The compact design-level comparison below keeps the main rows in view:

key dataset assignment TROP Scalar FE MTGP TROP-weighted scalar FE MTGP MC old MTGPAX MAP
cps_logwage_minwage CPS policy 0.0272 0.0498 0.0632 0.0371 0.0720
cps_urate_minwage CPS policy 0.1846 0.1589 0.1819 0.2280 0.2023
cps_hours_minwage CPS policy 0.1709 0.2548 0.2523 0.1668 0.3193
cps_logwage_gunlaw CPS policy 0.0281 0.0388 0.0431 0.0355 0.1240
cps_logwage_abortion CPS policy 0.0238 0.0358 0.0419 0.0303 0.0749
cps_logwage_random CPS random 0.0248 0.0340 0.0447 0.0303 0.0938
pwt_loggdp_democracy PWT policy 0.0245 0.0333 0.0324 0.0435 0.0683
pwt_loggdp_education PWT policy 0.0261 0.0391 0.0308 0.0426 0.0835
pwt_loggdp_random PWT random 0.0239 0.0278 0.0349 0.0331 0.0491
germany_random Germany random 0.0258 0.0272 0.0250 0.0331 0.0688
germany_simulated Germany simulated 0.0500 0.0388 0.0366 0.0670 0.0964
germany_treated_unit Germany treated_unit 0.0464 0.0439 0.0386 0.0523 0.1217
basque_random Basque random 0.0463 0.0297 0.0405 0.0546 0.1280
basque_simulated Basque simulated 0.0510 0.0609 0.0633 0.0732 0.1574
basque_treated_unit Basque treated_unit 0.0621 0.0802 0.1009 0.0382 0.1830
smoking_random Smoking random 0.0898 0.0917 0.0911 0.1028 0.3237
smoking_simulated Smoking simulated 0.2702 0.2226 0.2562 0.3171 0.7739
smoking_treated_unit Smoking treated_unit 0.4089 0.2549 0.2274 0.5007 1.0099
boatlift_random Boatlift random 0.1220 0.1403 0.1412 0.1265 0.4168
boatlift_simulated Boatlift simulated 0.2963 0.4453 0.4478 0.3300 1.1575
boatlift_treated_unit Boatlift treated_unit 0.1590 0.3950 0.3872 0.1603 1.1584

MTGP Variant Ablation

Before running the full 21-design study, the six-design crude ablation tested the relevant MTGP variants. The important result is that the improvement comes from jointly estimating a scalar effect and adding unpenalized additive fixed effects. Naive TROP-weighting of the old MTGP or residual correction after the fact was not enough.

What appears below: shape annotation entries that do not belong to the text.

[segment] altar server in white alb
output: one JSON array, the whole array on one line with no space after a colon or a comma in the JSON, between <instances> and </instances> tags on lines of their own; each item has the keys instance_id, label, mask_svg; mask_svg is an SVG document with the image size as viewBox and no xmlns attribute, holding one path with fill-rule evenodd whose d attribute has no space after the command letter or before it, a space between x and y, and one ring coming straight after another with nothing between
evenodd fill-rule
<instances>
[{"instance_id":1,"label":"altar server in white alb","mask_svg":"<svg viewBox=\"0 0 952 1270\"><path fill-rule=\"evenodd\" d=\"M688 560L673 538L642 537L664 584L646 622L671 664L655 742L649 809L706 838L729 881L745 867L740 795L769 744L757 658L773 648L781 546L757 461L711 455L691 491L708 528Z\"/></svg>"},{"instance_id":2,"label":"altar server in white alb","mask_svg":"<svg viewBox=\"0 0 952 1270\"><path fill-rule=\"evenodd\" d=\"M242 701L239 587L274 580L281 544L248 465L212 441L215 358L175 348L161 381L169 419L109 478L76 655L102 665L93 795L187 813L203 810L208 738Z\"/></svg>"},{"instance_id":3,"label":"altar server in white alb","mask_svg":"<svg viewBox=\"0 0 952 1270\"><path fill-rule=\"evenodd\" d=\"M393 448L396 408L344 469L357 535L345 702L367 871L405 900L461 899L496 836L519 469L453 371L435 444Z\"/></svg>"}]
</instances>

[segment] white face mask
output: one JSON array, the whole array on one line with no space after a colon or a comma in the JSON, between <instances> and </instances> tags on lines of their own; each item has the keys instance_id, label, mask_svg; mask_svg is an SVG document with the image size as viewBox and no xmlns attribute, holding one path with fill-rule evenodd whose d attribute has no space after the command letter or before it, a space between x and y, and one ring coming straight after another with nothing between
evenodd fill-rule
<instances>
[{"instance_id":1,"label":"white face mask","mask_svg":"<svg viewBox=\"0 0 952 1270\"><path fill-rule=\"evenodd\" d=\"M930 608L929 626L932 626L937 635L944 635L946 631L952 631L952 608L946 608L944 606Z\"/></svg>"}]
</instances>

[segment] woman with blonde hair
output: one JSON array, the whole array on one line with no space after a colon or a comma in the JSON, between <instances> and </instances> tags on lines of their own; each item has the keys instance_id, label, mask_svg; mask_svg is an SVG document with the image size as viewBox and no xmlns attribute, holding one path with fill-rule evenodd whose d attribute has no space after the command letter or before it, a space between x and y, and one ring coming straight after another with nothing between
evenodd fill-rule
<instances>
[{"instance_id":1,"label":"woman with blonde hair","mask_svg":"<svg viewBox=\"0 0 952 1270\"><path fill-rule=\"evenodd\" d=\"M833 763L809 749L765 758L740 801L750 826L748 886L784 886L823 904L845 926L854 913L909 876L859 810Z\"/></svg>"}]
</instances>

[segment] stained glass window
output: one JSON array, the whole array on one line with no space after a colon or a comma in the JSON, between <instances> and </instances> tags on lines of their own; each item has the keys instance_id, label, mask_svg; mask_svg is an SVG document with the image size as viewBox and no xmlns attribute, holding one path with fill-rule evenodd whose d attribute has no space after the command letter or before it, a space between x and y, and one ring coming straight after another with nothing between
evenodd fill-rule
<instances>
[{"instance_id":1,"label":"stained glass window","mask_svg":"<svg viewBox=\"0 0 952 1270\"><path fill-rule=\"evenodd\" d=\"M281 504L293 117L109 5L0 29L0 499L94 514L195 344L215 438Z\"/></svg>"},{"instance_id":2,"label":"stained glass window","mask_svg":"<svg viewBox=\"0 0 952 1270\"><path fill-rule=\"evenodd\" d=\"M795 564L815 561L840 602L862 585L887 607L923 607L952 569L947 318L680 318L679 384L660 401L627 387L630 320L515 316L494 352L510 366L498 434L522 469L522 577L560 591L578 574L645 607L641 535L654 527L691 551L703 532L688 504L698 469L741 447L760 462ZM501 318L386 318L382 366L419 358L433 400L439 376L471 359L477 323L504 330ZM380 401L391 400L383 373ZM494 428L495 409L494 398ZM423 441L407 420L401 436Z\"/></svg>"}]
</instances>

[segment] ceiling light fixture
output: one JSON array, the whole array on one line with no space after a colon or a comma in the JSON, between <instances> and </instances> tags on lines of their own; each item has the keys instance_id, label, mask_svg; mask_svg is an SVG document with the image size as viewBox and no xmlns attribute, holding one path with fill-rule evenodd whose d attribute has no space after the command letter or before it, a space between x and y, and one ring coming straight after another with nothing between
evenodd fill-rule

method designs finite_reps mean RMSE median RMSE mean abs bias mean variance total_errors
SCALAR_EFFECT_FE_MTGP 6 72 0.0784 0.0736 0.0195 0.0084 0
TROP 6 72 0.0807 0.0588 0.0332 0.0090 0
TROP_WEIGHTED_SCALAR_FE_MTGP 6 72 0.0809 0.0704 0.0230 0.0088 0
MC 6 72 0.0875 0.0810 0.0415 0.0070 0
SDID 6 72 0.0878 0.0826 0.0375 0.0085 0
DIFP 6 72 0.1101 0.0897 0.0465 0.0138 0
SC 6 72 0.1216 0.1466 0.0524 0.0147 0
SCALAR_EFFECT_MTGP 6 72 0.1250 0.0774 0.0675 0.0236 0
DID 6 72 0.1569 0.1372 0.0899 0.0146 0
SPECTRAL_LAPLACIAN_MTGP 6 72 0.1887 0.0873 0.0551 0.0662 0
MTGPAX_MAP 6 72 0.1966 0.1890 0.0634 0.0535 0
TROP_WEIGHTED_SCALAR_MTGP 6 72 0.1982 0.0869 0.1609 0.0099 0
MTGP_TROP_RESIDUALIZED 6 72 0.2031 0.1878 0.0606 0.0575 0
GRAPH_LAPLACIAN_MTGP 6 72 0.2219 0.1209 0.0823 0.0781 0
SVD_RANK4_DYNAMIC 6 72 0.2254 0.1867 0.1578 0.0291 0
TROP_WEIGHTED_MTGP_MAP 6 61 0.2458 0.2414 0.1552 0.0424 0

Interpretation

The clean read is:

  • SCALAR_EFFECT_FE_MTGP is the right MTGP direction for this benchmark. It reduces mean RMSE from 0.3182 for old MTGPAX_MAP to 0.1192, fixes the earlier convergence problem, and has the lowest mean absolute bias.
  • TROP remains the best overall estimator on its native semi-synthetic benchmark, with mean RMSE 0.1029 and much lower variance than scalar-FE MTGP.
  • The scalar-FE MTGP variants win several designs, especially CPS unemployment, Germany, Basque random, and Smoking, but they lose on the harder Boatlift simulated and treated-unit settings.
  • The remaining MTGP gap is not primarily bias. It is variance control in small or high-noise panels.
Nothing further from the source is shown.